Infeksi cacing ini dapat terjadi akibat tertelannya telur cacing enterobius vermicularis (oxyuris vermicularis). Setelah telur cacing tertelan, larvanya akan menetas di duodenum dan tumbuh menjadi bentuk dewasa di usus besar. Cacing betina yang hamil (dapat mengandung 11.000-15.000 telur) akan berpindah ke daerah sekitar anus (perianal) untuk mengeluarkan telur-telurnya disekitar anus. Proses berpindahnya cacing ini akan menimbulkan sensasi gatal pada daerah sekitar anus penderita. Keadaan ini sering terjadi pada waktu malam hari sehingga penderita sering terganggu tidurnya dan menjadi lemah.
Morfologi :
-cacing dewasa betina : 8-13 mm
-cacing dewasa jantan : 2-5 mm, ekor melengkung
-telurnya berbentuk lonjong asimetris, berdinding tebal berisi larva
gejala penderita infeksi cacing kremi adalah :
- Kurang nafsu makan
- Berat badan menurun
- Aktivitas meningkat
- Sering mengompol
- Cepat marah
- Sulit tidur
- dll
Penularan cacing kremi dapat terjadi pada satu keluarga atau kelompok-kelompok yang hidup di lingkungan yang sama, seperti asrama, rumah piatu, dll.
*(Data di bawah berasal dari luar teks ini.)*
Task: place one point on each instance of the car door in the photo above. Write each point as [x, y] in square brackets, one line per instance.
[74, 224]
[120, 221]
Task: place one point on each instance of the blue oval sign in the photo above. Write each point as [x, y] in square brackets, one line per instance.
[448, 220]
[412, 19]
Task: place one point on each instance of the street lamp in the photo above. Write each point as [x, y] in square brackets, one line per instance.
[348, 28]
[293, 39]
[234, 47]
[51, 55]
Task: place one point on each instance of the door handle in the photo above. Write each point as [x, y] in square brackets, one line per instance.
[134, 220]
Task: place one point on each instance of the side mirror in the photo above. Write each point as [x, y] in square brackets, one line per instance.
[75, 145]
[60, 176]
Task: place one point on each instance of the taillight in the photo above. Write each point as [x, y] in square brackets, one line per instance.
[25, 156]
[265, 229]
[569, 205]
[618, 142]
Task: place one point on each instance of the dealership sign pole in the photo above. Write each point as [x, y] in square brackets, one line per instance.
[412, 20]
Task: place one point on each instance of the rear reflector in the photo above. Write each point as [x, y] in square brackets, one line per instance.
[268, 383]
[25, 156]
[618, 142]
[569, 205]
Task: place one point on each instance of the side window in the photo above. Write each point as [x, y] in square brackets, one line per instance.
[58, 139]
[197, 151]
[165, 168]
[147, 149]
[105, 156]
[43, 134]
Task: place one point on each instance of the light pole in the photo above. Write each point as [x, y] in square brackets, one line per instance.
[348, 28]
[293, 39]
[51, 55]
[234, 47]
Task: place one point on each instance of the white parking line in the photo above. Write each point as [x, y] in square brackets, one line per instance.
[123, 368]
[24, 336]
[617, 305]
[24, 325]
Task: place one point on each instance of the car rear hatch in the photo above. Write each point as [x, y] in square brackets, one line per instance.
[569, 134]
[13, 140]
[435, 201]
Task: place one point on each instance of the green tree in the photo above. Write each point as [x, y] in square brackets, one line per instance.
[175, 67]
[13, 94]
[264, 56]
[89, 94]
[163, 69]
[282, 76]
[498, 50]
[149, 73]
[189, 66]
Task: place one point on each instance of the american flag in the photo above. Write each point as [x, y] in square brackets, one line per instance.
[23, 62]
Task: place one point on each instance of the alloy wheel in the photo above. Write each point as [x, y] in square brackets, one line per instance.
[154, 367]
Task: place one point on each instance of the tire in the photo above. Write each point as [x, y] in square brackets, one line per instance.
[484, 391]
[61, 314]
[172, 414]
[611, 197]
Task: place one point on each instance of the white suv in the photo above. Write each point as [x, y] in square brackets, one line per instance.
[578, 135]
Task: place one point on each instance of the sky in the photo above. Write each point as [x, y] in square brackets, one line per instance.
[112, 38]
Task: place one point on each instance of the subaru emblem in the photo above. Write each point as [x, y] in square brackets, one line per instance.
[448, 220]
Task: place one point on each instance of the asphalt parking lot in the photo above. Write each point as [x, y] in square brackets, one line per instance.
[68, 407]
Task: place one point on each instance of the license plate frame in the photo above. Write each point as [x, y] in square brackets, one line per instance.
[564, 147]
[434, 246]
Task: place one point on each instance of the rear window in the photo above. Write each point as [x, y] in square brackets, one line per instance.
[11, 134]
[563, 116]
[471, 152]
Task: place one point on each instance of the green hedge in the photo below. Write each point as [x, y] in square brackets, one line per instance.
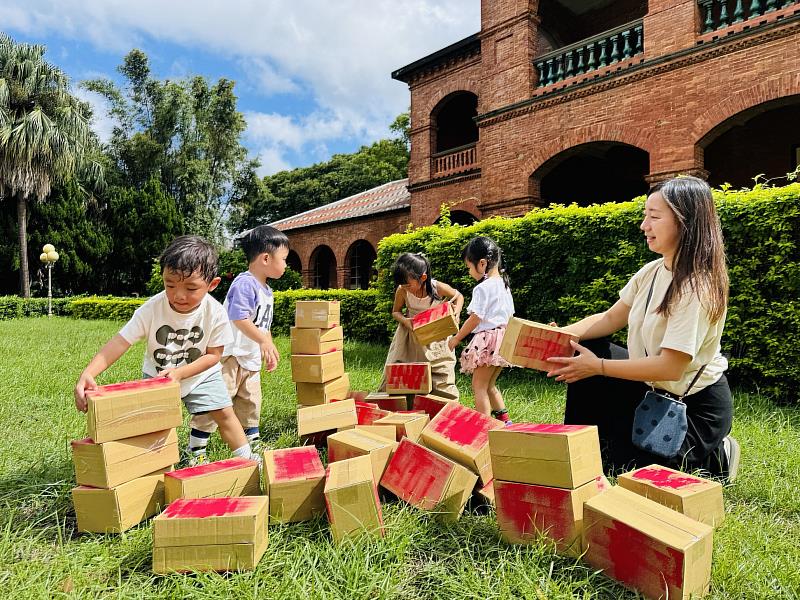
[567, 262]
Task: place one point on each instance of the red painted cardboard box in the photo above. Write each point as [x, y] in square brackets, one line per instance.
[408, 378]
[122, 410]
[110, 464]
[231, 477]
[351, 498]
[462, 434]
[211, 534]
[546, 454]
[294, 479]
[436, 323]
[428, 480]
[695, 497]
[525, 512]
[646, 546]
[530, 344]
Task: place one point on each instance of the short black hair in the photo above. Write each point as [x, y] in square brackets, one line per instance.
[188, 254]
[263, 238]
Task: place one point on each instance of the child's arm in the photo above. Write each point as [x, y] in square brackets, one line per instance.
[107, 356]
[269, 352]
[397, 309]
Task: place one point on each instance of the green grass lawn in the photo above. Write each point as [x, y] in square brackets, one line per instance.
[756, 551]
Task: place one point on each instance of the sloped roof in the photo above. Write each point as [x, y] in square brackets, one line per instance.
[384, 198]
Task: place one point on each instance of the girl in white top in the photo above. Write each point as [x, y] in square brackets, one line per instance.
[491, 307]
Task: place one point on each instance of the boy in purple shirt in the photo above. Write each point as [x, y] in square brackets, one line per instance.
[249, 305]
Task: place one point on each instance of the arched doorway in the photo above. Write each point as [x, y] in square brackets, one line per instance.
[359, 262]
[762, 140]
[593, 173]
[323, 268]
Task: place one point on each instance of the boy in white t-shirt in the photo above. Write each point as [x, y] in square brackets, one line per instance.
[249, 305]
[186, 331]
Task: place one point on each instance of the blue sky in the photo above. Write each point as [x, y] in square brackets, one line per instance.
[312, 76]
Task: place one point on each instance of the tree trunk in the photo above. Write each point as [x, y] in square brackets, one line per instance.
[22, 228]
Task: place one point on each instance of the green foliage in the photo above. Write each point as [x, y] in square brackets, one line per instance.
[567, 262]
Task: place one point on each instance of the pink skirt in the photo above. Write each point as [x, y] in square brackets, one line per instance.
[483, 350]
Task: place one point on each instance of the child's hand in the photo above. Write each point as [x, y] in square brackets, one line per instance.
[86, 382]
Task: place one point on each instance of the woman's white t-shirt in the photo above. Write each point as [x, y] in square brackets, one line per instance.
[687, 329]
[492, 302]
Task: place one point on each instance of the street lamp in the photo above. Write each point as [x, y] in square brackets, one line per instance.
[49, 256]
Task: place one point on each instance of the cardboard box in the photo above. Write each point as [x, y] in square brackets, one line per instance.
[564, 456]
[430, 403]
[317, 368]
[408, 378]
[646, 546]
[326, 417]
[436, 323]
[231, 477]
[525, 512]
[313, 394]
[317, 314]
[351, 498]
[530, 344]
[122, 410]
[352, 443]
[118, 509]
[110, 464]
[428, 480]
[316, 341]
[294, 479]
[211, 534]
[388, 402]
[695, 497]
[408, 425]
[462, 434]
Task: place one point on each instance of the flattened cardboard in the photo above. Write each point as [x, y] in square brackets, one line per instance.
[111, 464]
[428, 480]
[316, 341]
[122, 410]
[565, 456]
[525, 512]
[462, 435]
[317, 368]
[408, 425]
[317, 314]
[695, 497]
[326, 417]
[351, 498]
[530, 344]
[435, 324]
[223, 478]
[646, 546]
[313, 394]
[349, 444]
[211, 534]
[408, 378]
[118, 509]
[294, 479]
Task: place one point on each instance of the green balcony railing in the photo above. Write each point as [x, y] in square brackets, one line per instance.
[719, 14]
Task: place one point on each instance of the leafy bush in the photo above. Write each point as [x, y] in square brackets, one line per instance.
[566, 262]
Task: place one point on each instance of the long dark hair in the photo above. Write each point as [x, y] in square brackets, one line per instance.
[483, 247]
[414, 266]
[700, 258]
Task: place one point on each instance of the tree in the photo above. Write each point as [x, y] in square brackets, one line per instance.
[44, 134]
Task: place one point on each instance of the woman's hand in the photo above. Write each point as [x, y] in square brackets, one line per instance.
[569, 370]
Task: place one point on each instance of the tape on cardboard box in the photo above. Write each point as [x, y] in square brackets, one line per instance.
[110, 464]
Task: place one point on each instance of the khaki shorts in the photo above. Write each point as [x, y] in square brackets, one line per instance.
[244, 387]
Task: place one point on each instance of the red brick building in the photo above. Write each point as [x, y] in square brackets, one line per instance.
[580, 101]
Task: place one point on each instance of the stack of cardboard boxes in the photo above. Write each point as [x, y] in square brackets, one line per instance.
[132, 442]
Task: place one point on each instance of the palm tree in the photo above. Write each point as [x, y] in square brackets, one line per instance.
[44, 133]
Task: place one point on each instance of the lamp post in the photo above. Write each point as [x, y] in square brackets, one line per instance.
[49, 256]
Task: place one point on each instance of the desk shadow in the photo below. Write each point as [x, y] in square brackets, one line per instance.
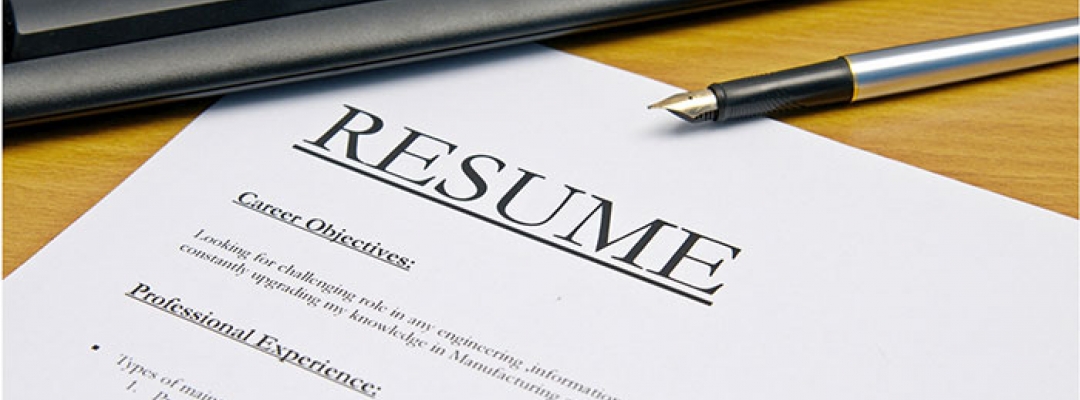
[129, 120]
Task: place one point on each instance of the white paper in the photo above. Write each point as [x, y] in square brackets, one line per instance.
[845, 275]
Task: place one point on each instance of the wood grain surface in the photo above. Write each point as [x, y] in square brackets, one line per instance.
[1015, 135]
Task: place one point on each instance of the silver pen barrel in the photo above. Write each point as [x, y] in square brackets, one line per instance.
[934, 63]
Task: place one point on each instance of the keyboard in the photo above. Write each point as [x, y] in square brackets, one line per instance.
[71, 57]
[39, 28]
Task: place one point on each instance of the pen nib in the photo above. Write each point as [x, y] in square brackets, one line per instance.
[693, 106]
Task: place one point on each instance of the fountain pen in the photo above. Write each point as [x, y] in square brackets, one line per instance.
[879, 72]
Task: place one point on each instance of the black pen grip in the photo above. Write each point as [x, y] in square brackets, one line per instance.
[811, 85]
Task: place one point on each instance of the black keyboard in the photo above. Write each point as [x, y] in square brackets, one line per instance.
[48, 27]
[68, 57]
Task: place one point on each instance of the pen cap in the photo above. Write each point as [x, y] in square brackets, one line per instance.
[815, 84]
[929, 64]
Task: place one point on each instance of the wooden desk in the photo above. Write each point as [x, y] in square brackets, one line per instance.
[1015, 135]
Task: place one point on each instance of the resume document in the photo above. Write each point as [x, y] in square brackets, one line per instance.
[516, 225]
Proses penularannya dapat terjadi melalui :
- Penularan dari tangan ke mulut sesudah menggaruk darerah sekitar anus
- Penularan dari tangan dapat menyebarkan telur kepada orang lain karena memegang benda-benda lain yang terkontaminasi telur cacing ini
- Telur cacing dapat ditemukan di debu ruangan sekolah, asrama, kavetaria, dan lainnya. Telur cacing di debu ini akan mudah diterbangkan oleh angin dan dapat tertelan
- Telur yang telah menetas di sekitar anus dapat berjalan kembali ke usus besar melalui anus.